Demikian juga dengan pengumpulan serta distribusi data oleh CI kepada Balai Besar agar dapat dilakukan secara lebih matang dan akurat. Beliau menganggap sebelum CI hadir di TNGGP Balai Besar memiliki beban berlebih dalam mengelola data sambil memenuhi berbagai prioritas kegiatan konservasi lainnya. Kehadiran CI merupakan jawaban yang tepat akan persoalan lama ini, yakni Balai Besar akhirnya mempunyai mitra yang dapat dipercaya untuk berbagai tugas dalam konservasi TNGGP (wawancara dengan HS dilakukan pada Kamis, 7 Februari 2013, pukul 10.00 WIB).

Sebenarnya peneliti melihat bahwa penanggulangan berbagai kendala yang efektif untuk mengatasi beban dana CI adalah INGO ini dapat mengambil keputusan untuk mengubah bentuk menjadi yayasan khusus untuk program TNGGP. Peneliti melihat peluang yang lebih besar bagi aliran dana jika CI benar-benar berubah menjadi yayasan dan program-programnya juga dapat diperluas ke berbagai area TNGGP selain Bodogol. Dengan demikian seluruh masyarakat yang tinggal di sekitar TNGGP lebih merasakan manfaat upaya konservasi yang dilakukan CI dan pihak Balai Besar secara lebih merata, dan tentu saja keinginan nekad bagi masyarakat untuk melakukan pelanggaran akan semakin kecil.

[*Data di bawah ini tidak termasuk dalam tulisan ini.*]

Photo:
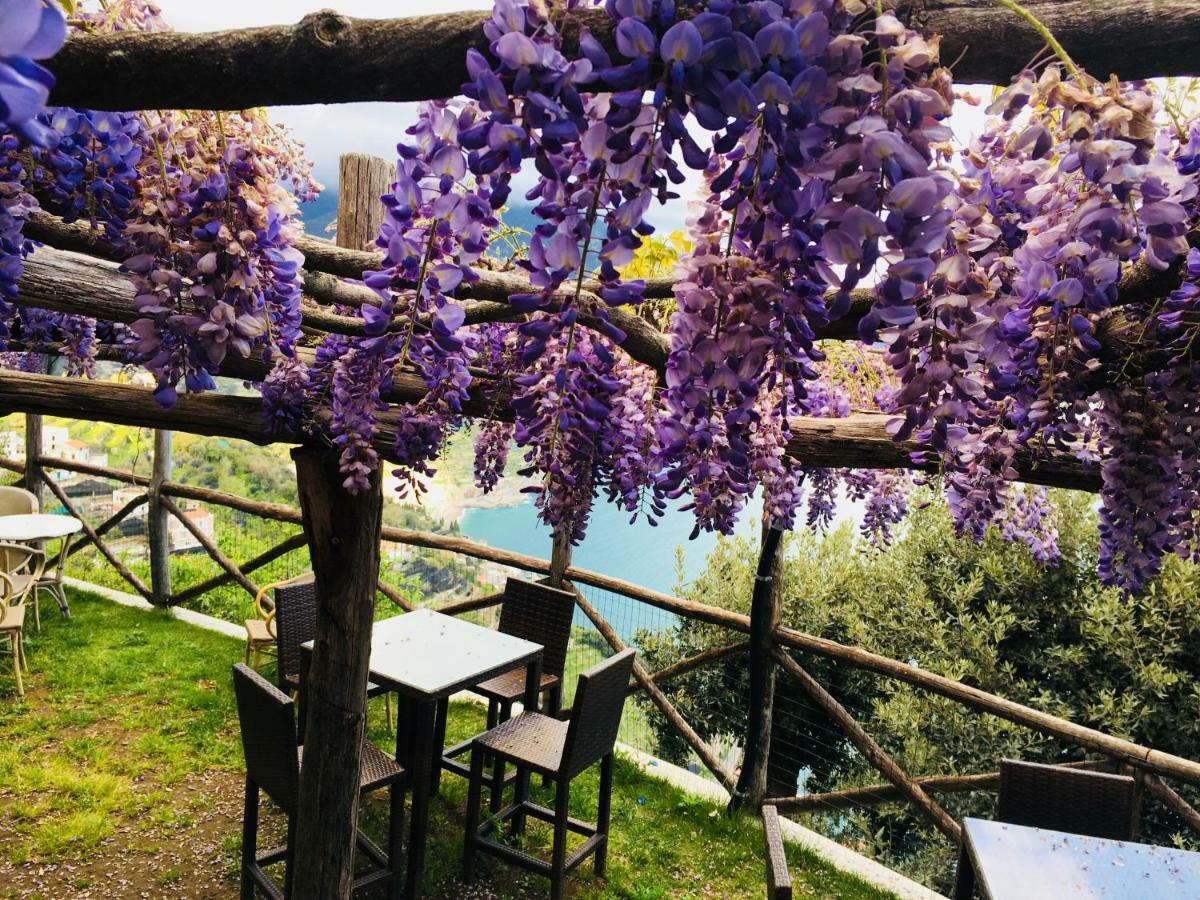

CI sendiri sebenarnya juga merasakan demikian, namun keputusan tetap saja disesuaikan dengan keadaan yang dialaminya.

Jika kita kembali lagi pada konsep peran yang dikemukakan oleh Mas’oed dan Arfani, Cosser dan Rossenberg, serta Levinson, kita dapat melihat bahwa peran yang dihubungkan dari berbagai pihak yang bertanggungjawab secara langsung maupun tidak langsung dalam pelestarian TNGGP merupakan wujud kemitraan yang dilakukan CI selama ini. Penetapan TNGGP itu sendiri sebenarnya tercerminkan dalam esensi yang dikemukakan oleh Erwin mengenai berbagai kongres internasional.